There’s an adjustment lowering the estimated contribution. With two kids in college, the estimate for one is roughly halved; for three, it’s cut into thirds, etc.
How is family size a factor?
Income is offset based on household size. A family of four with one child in college has $23,560 offset against income. A family of six with a kid in college gets $32,510 offset.
Is the estimated contribution what we’re expected to pay the college in cash?
No. Part of it covers costs normally incurred for kids in school, such as clothes and food. You cover the rest from savings and loans.
Will all colleges rely on the estimated family contribution to determine whether I get financial aid?

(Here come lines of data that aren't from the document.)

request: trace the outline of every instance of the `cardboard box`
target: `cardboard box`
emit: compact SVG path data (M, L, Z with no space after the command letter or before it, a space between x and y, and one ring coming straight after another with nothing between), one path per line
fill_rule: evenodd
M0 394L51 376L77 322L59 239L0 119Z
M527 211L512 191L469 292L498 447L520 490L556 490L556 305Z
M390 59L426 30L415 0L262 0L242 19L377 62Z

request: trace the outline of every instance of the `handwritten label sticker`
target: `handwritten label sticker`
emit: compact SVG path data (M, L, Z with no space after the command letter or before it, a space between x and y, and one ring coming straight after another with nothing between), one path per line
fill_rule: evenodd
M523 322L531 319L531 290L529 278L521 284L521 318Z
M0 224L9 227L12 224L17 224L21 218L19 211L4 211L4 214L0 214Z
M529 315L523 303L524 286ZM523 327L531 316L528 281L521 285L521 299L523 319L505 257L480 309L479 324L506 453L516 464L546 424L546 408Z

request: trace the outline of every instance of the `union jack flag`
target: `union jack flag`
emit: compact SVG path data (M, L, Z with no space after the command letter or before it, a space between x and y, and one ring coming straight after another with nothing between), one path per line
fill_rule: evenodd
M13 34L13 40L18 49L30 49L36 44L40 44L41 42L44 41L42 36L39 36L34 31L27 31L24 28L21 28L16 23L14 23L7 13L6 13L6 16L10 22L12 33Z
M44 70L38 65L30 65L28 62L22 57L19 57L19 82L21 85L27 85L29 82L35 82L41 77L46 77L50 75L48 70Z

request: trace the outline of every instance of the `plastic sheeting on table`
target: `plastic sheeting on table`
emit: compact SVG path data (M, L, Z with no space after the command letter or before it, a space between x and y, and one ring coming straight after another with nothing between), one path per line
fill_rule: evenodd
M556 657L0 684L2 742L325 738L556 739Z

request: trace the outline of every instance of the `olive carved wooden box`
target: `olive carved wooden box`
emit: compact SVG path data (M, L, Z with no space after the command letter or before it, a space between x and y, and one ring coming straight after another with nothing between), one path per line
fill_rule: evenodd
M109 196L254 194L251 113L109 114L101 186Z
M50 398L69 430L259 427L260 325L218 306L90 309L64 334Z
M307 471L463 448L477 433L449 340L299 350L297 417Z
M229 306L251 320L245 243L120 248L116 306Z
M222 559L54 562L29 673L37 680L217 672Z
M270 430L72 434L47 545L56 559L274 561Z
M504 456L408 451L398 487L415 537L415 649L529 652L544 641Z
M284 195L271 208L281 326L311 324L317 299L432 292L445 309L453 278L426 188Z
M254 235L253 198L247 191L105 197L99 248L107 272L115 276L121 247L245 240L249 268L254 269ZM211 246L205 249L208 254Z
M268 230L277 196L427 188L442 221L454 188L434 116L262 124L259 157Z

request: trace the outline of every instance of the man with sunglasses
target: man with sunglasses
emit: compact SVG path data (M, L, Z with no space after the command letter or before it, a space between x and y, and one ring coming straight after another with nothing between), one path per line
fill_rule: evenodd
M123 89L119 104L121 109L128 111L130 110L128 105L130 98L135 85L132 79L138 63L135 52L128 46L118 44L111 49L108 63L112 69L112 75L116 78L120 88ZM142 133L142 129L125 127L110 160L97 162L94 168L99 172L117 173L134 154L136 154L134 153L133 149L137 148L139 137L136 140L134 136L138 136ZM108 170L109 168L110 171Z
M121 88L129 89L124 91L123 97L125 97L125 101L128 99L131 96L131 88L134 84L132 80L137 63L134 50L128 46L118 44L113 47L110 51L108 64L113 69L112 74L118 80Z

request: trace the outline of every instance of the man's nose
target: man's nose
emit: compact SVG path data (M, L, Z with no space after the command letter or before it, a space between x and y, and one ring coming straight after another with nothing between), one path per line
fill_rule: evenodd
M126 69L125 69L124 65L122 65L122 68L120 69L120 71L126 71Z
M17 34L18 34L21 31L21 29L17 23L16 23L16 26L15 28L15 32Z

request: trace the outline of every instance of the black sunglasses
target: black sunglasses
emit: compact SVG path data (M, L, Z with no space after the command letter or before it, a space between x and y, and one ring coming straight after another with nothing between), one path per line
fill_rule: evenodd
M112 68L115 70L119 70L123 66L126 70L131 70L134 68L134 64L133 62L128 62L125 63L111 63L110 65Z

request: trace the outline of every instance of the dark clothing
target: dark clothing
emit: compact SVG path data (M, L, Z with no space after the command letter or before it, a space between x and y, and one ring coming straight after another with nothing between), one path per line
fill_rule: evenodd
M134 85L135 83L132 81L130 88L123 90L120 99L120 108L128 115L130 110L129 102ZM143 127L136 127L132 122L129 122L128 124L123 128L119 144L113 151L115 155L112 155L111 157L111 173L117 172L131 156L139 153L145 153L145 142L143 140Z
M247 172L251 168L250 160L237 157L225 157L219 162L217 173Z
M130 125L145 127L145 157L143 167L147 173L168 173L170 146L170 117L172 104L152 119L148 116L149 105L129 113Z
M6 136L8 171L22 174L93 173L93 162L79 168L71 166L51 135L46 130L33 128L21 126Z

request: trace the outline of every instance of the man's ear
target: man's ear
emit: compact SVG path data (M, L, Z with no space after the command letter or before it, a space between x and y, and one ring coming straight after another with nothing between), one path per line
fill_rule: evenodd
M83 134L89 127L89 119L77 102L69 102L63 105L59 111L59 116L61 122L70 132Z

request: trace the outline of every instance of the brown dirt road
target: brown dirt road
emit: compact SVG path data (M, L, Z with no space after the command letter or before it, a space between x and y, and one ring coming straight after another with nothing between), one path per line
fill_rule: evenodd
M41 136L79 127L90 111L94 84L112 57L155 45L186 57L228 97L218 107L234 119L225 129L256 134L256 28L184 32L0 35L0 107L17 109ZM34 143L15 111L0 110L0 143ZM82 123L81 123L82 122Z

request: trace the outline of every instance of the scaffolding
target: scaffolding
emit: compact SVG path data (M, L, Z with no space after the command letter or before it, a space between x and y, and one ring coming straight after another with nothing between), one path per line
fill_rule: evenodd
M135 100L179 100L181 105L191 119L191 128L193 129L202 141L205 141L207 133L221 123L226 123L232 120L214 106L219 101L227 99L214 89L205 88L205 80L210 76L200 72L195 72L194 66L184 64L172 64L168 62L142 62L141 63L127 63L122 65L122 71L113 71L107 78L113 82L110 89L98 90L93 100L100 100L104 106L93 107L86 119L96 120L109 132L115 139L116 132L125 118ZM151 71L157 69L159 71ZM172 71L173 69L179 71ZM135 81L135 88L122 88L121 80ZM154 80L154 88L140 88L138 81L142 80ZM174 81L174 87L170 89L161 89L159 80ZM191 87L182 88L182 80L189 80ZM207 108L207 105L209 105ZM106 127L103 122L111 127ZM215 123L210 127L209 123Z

Yes and no. All colleges use the amount for federal aid. Info from the College Board is another measure used by many, more expensive private colleges when they award institutional aid. The College Board system, called Profile, collects more financial data than the Free Application for Federal Student Aid for a more complete analysis of a family’s ability to pay. Under FAFSA, for example, 7% of gross income is offset as an allowance against local taxes. Profile applies different offsets to different income levels. For all colleges, fill out FAFSA first. Colleges will tell applicants if they require a Profile form, as well.
How high can my estimated family contribution go?
To $99,999 (no need-based aid there). If you attend a modestly priced private school or CUNY and have annual school costs of $11,000 and an estimated contribution of $11,000, you won’t qualify for aid. Your estimated contribution is the same whether you apply to CUNY, Harvard, NYU or Stony Brook University. It’s based on your finances, not your school.